Call Me by Your Name
Length: 132 minutes / 2.20 hours
Call Me by Your Name (2017) is the latest in a string of LGBTQ+ films nominated for Best Picture. Each year, we seem to see one of these LGBTQ+ films nominated for the highest award, but this year there’s a much more fundamental problem with it. Around the time the definition of marriage was changed by the U.S. Government, many opponents warned of a slippery slope that would lead to acceptance of lifestyles that are currently illegal. Call Me by Your Name is proof that we have proceeded down this slope.
I understand that the themes of “first love” are what draw people to this film, and I’d be OK with that if the theme never entered sexual territory. As it is, this movie glamorizes sexual relations with a minor. This is statutory rape, which is illegal. Even if the parties involved were heterosexual, this would still be wrong. Unfortunately, I think it’s the only reason why this film was nominated in the first place. As it is, the whole thing is quite dull and certainly kept going when it should have ended a few scenes prior to where it did.

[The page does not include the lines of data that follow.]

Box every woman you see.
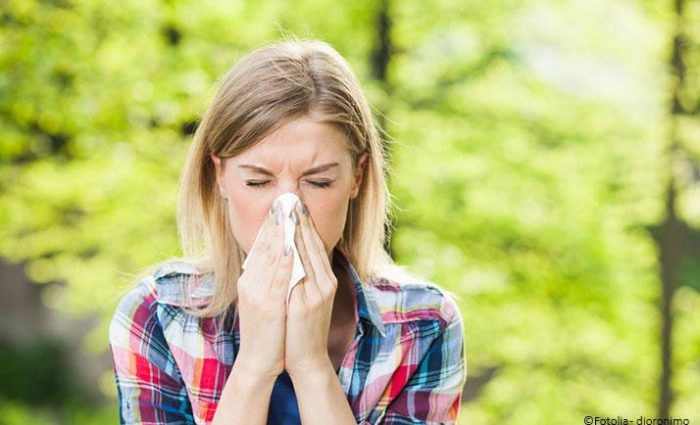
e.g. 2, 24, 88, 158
110, 40, 467, 425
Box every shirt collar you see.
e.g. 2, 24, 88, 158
333, 248, 386, 336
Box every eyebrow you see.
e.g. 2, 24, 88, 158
238, 162, 340, 176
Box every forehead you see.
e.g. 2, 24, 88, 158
236, 117, 350, 164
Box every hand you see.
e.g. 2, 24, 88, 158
236, 200, 294, 378
284, 203, 338, 377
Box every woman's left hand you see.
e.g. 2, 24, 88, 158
284, 203, 338, 376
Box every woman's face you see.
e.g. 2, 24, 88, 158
211, 117, 367, 260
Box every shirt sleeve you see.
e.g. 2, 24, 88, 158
109, 278, 195, 425
377, 296, 467, 425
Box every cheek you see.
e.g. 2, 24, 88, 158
227, 187, 270, 253
306, 193, 348, 249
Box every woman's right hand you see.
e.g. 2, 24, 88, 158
234, 200, 294, 378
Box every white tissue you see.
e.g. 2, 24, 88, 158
242, 192, 306, 310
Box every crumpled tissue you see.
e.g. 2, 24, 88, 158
242, 192, 306, 310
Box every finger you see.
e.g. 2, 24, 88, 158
299, 200, 335, 294
248, 199, 275, 260
294, 207, 320, 299
268, 232, 294, 302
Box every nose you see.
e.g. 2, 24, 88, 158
274, 184, 305, 205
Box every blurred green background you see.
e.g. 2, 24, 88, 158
0, 0, 700, 425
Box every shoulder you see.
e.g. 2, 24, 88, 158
368, 275, 461, 329
109, 261, 205, 341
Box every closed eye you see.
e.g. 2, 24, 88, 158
246, 180, 333, 188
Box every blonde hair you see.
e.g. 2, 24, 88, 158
129, 39, 446, 317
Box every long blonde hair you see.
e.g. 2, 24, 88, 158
135, 39, 432, 317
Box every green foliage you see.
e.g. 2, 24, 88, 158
0, 0, 700, 425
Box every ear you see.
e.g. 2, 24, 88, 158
350, 152, 369, 199
209, 154, 226, 199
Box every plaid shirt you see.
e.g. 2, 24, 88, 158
109, 250, 467, 425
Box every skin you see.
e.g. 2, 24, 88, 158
211, 115, 367, 424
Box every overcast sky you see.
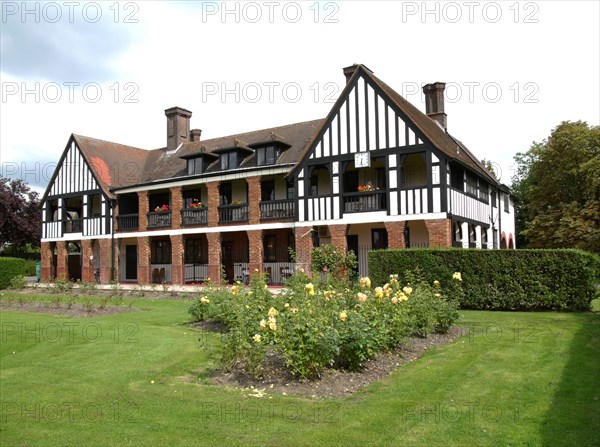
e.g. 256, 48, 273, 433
0, 0, 600, 191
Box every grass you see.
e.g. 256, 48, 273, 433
0, 293, 600, 446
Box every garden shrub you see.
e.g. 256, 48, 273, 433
0, 256, 25, 289
369, 249, 600, 311
189, 271, 460, 378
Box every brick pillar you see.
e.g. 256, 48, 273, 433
138, 236, 150, 284
56, 241, 69, 279
329, 225, 348, 253
40, 242, 52, 282
425, 219, 450, 247
206, 182, 221, 228
206, 231, 221, 283
171, 234, 183, 284
138, 191, 149, 231
294, 227, 315, 273
246, 176, 262, 226
246, 231, 263, 275
385, 221, 406, 248
98, 239, 113, 284
81, 239, 94, 282
170, 186, 183, 228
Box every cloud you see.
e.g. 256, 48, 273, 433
0, 2, 135, 82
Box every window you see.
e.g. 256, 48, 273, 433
263, 234, 276, 262
465, 172, 477, 197
88, 194, 102, 217
220, 151, 238, 171
450, 166, 464, 191
371, 228, 387, 250
310, 174, 319, 197
479, 180, 490, 203
256, 146, 280, 166
150, 241, 171, 264
188, 157, 204, 175
219, 183, 231, 205
260, 180, 275, 202
185, 239, 206, 264
286, 181, 296, 199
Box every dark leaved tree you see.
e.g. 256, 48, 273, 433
0, 178, 41, 252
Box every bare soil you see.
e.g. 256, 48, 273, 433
194, 322, 468, 398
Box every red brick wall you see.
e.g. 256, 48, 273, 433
330, 225, 348, 253
385, 221, 406, 248
425, 219, 452, 247
206, 231, 221, 283
246, 176, 262, 224
138, 191, 148, 231
170, 186, 183, 228
56, 241, 69, 279
206, 182, 221, 228
41, 242, 52, 282
171, 234, 183, 284
246, 231, 263, 275
138, 236, 150, 284
294, 227, 315, 273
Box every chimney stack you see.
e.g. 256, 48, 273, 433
423, 82, 448, 130
165, 107, 192, 151
190, 129, 202, 143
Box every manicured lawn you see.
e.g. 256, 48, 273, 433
0, 292, 600, 446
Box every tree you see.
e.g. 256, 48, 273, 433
512, 121, 600, 252
0, 178, 41, 252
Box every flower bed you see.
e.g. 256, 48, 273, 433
189, 272, 461, 378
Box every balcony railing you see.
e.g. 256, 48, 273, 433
148, 211, 171, 228
219, 203, 248, 222
64, 219, 83, 233
260, 199, 295, 220
344, 190, 387, 213
117, 214, 140, 231
181, 208, 208, 225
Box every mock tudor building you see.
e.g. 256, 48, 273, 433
42, 65, 515, 284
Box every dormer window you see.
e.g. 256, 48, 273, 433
220, 151, 239, 171
256, 146, 281, 166
188, 157, 205, 175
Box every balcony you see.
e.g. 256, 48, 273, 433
148, 211, 171, 228
64, 219, 83, 233
344, 190, 387, 213
181, 208, 208, 225
117, 214, 140, 231
260, 199, 295, 220
219, 203, 248, 223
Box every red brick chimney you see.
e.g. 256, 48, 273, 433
423, 82, 448, 130
190, 129, 202, 143
165, 107, 192, 151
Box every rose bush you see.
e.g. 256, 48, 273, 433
189, 271, 461, 378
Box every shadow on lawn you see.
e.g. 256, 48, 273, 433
541, 312, 600, 447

Furthermore, Call Me by Your Name just screams white privilege. Lazy summers spent in Italy having numerous sexual encounters with other white people just seems like something that even regular white people can’t relate to. Despite all its flaws, Call Me by Your Name does two things correctly: the beautiful Italian setting and the music. Heck, I’m even willing to add a half-star to my rating because of the father’s monologue at the end of the film. Lord knows I would never have watched this if it wasn’t a Best Picture nominee, and now the Academy essentially endorsed the American Pie (1999) of art-house films.
Hollywood’s steady march down the slippery slope of sexuality, I give Call Me by Your Name 2.5 stars out of 5.